My last two Chevy's have been great, but I firmly believe that the right dealer can make all the difference. As long as the dealer works to keep me happy, I'm satisfied. I'd be interested to know what kind of problems you have been having with the Chevy. My truck is a 2002, with 14500 miles on it, and nothing major has surfaced yet.

Don,

I was also surprised to hear of the problems with the Allison Tranny. I have a friend who has the Duramax/Allison combo, and hasn't had any problems (knock on wood). I was considering an upgrade to a truck with this drivetrain, but if there are inherent problems, I might hold off.

Tim


----------



## CamperDC (Oct 30, 2003)

Jim, I have searched several on-line sites and am getting no hits for plasticy, but I know what you mean.

I am on my first Dodge and am reay happy with it.


----------



## camping479 (Aug 27, 2003)

Plasticy, plastiky, plastic like, plasticky, plasticized, plasticity, polymerlike?

Have had Fords at work, just sold a 92 with 150K on it.

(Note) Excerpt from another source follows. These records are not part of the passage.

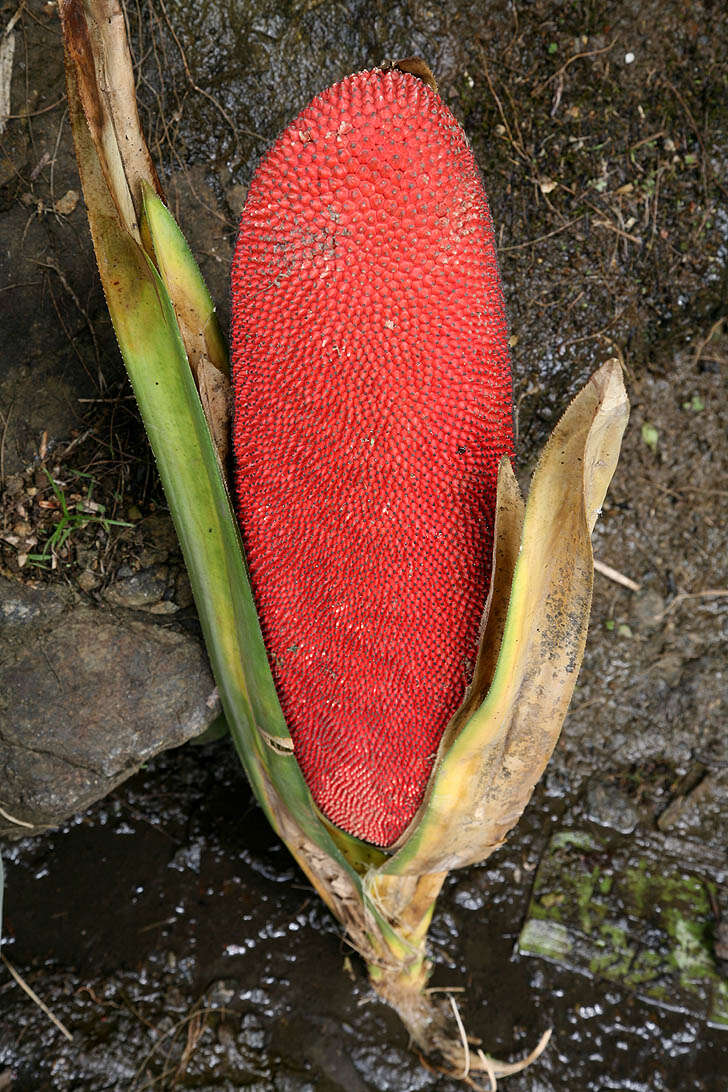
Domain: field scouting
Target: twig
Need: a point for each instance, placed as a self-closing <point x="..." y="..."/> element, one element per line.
<point x="701" y="346"/>
<point x="19" y="822"/>
<point x="619" y="578"/>
<point x="709" y="593"/>
<point x="34" y="997"/>
<point x="576" y="57"/>
<point x="489" y="1070"/>
<point x="532" y="242"/>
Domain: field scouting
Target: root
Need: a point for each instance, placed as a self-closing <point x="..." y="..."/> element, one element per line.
<point x="445" y="1049"/>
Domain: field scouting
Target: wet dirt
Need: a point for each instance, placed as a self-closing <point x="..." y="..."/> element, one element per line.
<point x="167" y="927"/>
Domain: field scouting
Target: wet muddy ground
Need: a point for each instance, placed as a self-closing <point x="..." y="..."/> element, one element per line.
<point x="166" y="927"/>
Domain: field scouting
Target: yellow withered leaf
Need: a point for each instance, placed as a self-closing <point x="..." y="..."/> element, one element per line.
<point x="492" y="757"/>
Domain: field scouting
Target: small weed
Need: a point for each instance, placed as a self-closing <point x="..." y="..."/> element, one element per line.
<point x="74" y="517"/>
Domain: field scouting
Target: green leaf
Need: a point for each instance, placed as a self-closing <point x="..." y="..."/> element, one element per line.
<point x="154" y="353"/>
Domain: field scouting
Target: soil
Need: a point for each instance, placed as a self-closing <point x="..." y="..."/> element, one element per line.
<point x="166" y="927"/>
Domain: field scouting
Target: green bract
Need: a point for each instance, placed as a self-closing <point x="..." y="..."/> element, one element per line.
<point x="535" y="621"/>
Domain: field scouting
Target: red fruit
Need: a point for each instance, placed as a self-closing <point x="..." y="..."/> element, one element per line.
<point x="372" y="406"/>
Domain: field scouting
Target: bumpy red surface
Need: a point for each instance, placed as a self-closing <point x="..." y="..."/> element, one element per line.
<point x="372" y="405"/>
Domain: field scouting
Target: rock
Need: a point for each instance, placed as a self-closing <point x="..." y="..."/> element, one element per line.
<point x="145" y="590"/>
<point x="646" y="612"/>
<point x="609" y="807"/>
<point x="86" y="698"/>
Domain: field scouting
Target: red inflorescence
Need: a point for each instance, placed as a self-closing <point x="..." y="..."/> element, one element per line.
<point x="372" y="396"/>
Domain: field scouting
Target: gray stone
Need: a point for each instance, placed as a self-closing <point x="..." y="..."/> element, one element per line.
<point x="609" y="807"/>
<point x="85" y="698"/>
<point x="142" y="591"/>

The only problem was the brakes always seemed to need work. The van is a 97 with 80k and is doing pretty well.

The GMC my wife has has been good so far, bought it used with 32k on it and now it has 48k. The only persistent problem has been the window regulators keep going, had to replace 3 so far.

I like the dodge trucks, I hope they hold up well. I hear more and more good things about them. The plymouth breeze I have is pretty junky though, but it is a 99.


----------



## JimWilson (Feb 24, 2004)

hatcityhosehauler said:


> I'd be interested to know what kind of problems you have been having with the Chevy.


Sure, got about an hour or so to spare?


----------



## hatcityhosehauler (Feb 13, 2004)

That bad?


----------



## JimWilson (Feb 24, 2004)

Well, to be honest, some of my ire is because of the dealer who, among many other transgressions of professionalism, has damaged my truck on two separate occasions (door ding and ripped interior upholstery). But, GM sure didn't deliver me a truck that they'd be proud of. At least I *hope* they wouldn't be proud of this one.


----------



## hatcityhosehauler (Feb 13, 2004)

I am sorry to hear about your problems. The only major thing I've had with the Avalanche is a problem with the rear windshield. This window is designed to be removable. The day after I took delivery I found a defect in the plastic rim that surounds this piece of glass.

It took me 2 months, and several phone calls to the dealer, Chevrolet, and General Motors before I was able to get a replacement. But after that, everything has been fine. Had I done a better inspection at the delivery, none of this would have happened.

Needless to say, I learned my lesson, and when my wife got a new car last June, I went through it with a fine tooth comb, and will be doing the same with the 26RS when we take delivery.


----------